2 compVr's will sound good in a 2 chamber sealed box giving each about 1cuft.

if you can fit a box behind the back seat, then try to tuck four back there, its most likely gonna be a home made box to make that happen but it will be something to see...

-qs


----------



## baby_girl (Feb 26, 2005)

one of my friends said he has put mostly 2 10s in these, but a few of them he has put 3 10s. there isnt much space but i seen in the new truckin magazine there are wo trucks with them behind the seat. so you are saying the kickers are going to sound better? they will be pushed by an older kicker zr1000 amp


----------



## Scorpion (Aug 19, 2005)

you better keep that amp turned down or it will rip those copm vr's to pieces.

very beasty amp, and underated.


----------



## CuttieBuddie (Mar 11, 2003)

yes, the cvr's will outshine the other ones...

that amp is too powerful for two CVR's though...

they can only handle 300watts RMS a piece and that amp is rated at 500wattsRMS x 2 @ 2ohms...

if you do run the cvr's, your gonna have to turn your gain towards the min.

if you wanna keep searching for subs:

from the looks of it your gonna need a driver with no more then 6" mounting depth... there's not too mnay good subs out there that fall into that category... you might wanna try about 4 IDMAX or RE 8's... in the right enclosure, they will sound off...

-qs


----------



## Pitbullx (Jul 27, 2005)

> _Originally posted by CuttieBuddie_@Sep 8 2005, 07:54 PM~3778724
> *those two subs arent in the same class bro... your comparing Massive's top end subs to kickers mediocre subs...
> *


she didnt specify at the time 

and from my experience the DMX's are louder on a mic and for daily than the L7's they are more power hungry though


----------



## lbx2g (Feb 17, 2004)

just go with 2 and give them gove air space 

oh also go with massive audio


----------



## snoopdan (Aug 24, 2005)

To say the DMX's will stomp all over the L7's ....is an understatement 

I put almost 3k to my DMX prototype *DAILY* and it just laughs at it. And they're about 3 times the cost of one 10" L7. But well worth it if you wanna drop the cash on it. 

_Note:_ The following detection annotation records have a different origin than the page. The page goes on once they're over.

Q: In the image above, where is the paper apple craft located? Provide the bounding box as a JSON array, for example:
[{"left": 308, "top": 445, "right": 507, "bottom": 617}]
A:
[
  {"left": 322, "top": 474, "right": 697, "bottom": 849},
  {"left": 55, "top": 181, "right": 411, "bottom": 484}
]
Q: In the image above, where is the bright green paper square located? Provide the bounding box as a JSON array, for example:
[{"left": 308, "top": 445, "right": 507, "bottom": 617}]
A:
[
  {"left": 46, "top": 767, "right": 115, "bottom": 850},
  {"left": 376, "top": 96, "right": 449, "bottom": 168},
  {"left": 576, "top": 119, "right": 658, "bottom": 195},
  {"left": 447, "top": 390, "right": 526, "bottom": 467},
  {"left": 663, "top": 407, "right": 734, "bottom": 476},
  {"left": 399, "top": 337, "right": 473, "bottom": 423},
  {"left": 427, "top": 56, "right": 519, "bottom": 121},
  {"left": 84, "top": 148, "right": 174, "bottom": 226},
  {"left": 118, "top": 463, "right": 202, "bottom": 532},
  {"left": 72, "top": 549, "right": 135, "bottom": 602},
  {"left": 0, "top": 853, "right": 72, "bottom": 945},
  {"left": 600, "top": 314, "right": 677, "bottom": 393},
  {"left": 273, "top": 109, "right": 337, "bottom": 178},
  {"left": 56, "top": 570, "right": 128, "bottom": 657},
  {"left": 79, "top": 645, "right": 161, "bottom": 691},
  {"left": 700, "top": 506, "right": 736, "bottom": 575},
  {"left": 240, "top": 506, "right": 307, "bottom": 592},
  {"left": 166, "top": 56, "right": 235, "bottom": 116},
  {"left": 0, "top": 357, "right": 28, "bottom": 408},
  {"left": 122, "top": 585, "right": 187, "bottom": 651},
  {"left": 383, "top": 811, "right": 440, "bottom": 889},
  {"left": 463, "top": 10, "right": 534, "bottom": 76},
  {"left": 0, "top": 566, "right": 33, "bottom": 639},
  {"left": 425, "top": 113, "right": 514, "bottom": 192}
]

They're not really popular because basically not many has even heard of them, much less even seen one in person. But they do whop the hell out of an L7  ... and if anyone who's own an L7 thinks they're power hogs, the DMX is way worse (but thats the way its designed, to take an obscene amout of power)



For a video of my DMX and box build for my jeep, click  HERE to view it from the realm of excursion website.


----------



## snoopdan (Aug 24, 2005)

Updated video link for my DMX at

http://www.realmofexcursion.com/videos/Mas...dio/dmx15.1.wmv


----------



## eastbay_drop (Jul 3, 2003)

how much do they go for?


----------



## snoopdan (Aug 24, 2005)

DMX's can be purchased from anywhere between 600-800 .. and not too many dealers ive run across online, which is weird considering they're from LA.


----------



## CuttieBuddie (Mar 11, 2003)

those massives have a stricking resemblance to RE subwoofers... kinda like the XXX's before they remade them...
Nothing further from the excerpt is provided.